RIP... To the guru of modern bodybuilding.
wow that's a shame. i still get muscle and fitness mags and read them regularly as i love bodybuilding and the feeling I get from working out. Few things make me feel better than a good workout. RIP Joe.
RIP - he was an interesting person for sure. He had a nice long life, but I wasn't particularly a fan. I respect what he did for bodybuilding in general, since he was one of the pioneers in making it mainstream. However, as a former competitor, I thought his products and pitch were misleading. Nonetheless, it's a shame to see him pass.
RIP Arnold thru Gaines/Butler, Joe Gold, Jack Lalanne, Hoffman, Kennedy made weight training/bodybuilding to the public in general what it is just as much as the Weiders. But the Weider bros. could have done more to turn BB towards a legitimate sport instead of the bizarre cult of drugs that it is now.
Yup - agreed 100%, main part of my comments above. Too many deaths - Momo Benaziza, Andreas Munzer, Mike and Ray Mentzer, Steve Michalik, Paul DeMayo, the list goes on. Don't get me wrong, MLB, NHL, and NFL are complicit too, but it's really evident in the BB scene.

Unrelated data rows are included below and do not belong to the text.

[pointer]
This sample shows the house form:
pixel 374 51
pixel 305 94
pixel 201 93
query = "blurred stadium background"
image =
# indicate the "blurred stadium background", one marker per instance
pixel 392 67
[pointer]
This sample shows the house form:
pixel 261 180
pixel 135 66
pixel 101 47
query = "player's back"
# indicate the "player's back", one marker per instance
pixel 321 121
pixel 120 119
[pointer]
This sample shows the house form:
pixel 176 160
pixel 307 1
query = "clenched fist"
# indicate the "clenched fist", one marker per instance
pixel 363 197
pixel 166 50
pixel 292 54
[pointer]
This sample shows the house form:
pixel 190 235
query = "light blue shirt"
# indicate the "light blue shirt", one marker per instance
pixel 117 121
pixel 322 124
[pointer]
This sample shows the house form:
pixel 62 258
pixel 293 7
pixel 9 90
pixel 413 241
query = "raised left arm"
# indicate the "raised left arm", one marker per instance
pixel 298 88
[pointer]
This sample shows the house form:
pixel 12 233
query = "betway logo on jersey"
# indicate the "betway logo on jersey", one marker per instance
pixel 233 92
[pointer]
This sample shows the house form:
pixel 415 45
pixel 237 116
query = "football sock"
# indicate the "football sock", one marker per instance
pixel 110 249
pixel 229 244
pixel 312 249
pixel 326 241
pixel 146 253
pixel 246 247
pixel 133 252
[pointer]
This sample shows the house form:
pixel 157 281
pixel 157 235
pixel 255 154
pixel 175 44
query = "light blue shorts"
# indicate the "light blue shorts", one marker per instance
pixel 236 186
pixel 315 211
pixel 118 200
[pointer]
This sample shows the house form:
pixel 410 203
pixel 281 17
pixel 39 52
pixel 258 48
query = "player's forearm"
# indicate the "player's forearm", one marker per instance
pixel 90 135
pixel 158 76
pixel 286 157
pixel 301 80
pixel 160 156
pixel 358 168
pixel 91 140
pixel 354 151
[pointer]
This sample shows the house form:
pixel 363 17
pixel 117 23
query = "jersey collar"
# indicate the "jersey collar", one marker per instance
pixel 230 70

In the early 80's they actually had hopes of BB getting into the Olympics, not so strange when you know what had been going on in Olympic lifting for decades but ......... anyway the IFBB was really the only show in town and certain publications the only ones that could make a career. Just look at RR's story in the late 70's early 80's. Politics played a big role. The last somewhat normal appearing champ was Haney. If TPTB had wanted to, the sport could have been steered toward what it had been, balance, proportions, symmetry, instead outrageous bizarre size was rewarded. It became a joke losing all pretense of any claim to athletics and/or healthy competition.
That quest for bizarre size often made me wonder about Weider - another story for another day, but I wholeheartedly agree. I read some comments from Robinson about the drug use and how the sub-culture has enabled BB to avoid scrutiny. My opinion - not unlike other pro sports - these people devote a lot of time and energy to become pro. Simply injecting steroids will NOT get you there. If these guys looked more balanced - like Steve Brisbois - then maybe the overload and experimentation would dissipate. I have no hope of that. I thought that would have been the Weider brothers' legacy, but instead it was the opposite. Bodybuilding rivals Pro Wrestling and the Adult Film industry for premature deaths and wacky people / stories.
This link goes to the point in the discussion where the wrong turn was made back in the early 90's. TPTB who picked all the judges and instructed them on the criteria and created the scorecard categories could have easily steered the sport in a different direction and looked above board doing so. But they chose not to (jumps to point in the discussion) 2012 IFBB Masters Olympia Legends Seminar - Available at Prime Cuts Bodybuilding DVDs - YouTube The roid subject has come up in a number of threads and I will try to make it clear, 3 different era's silver age 40's - mid 60's no drugs, golden age mid-60's - end of 80's heavy use of "mild" drugs, modern age early 90's - till now heavy use of very potent new drugs. Silver age what you see is real, golden age 25lb+- gift from drugs, modern age 40lb+- premium on top of golden age gift. Best example imo would be the guy who competed in both era's and was sporting 50lbs of new muscle in his 40's after looking like an average dude in the interim. I believe this video describes the beginning of the modern era; Growth Hormone Side Effects And Danger !!! - YouTube All the top guys since then have had the pregnant gut which should have been a very negative judging factor, one way to remove it from the sport w/o worrying about testing.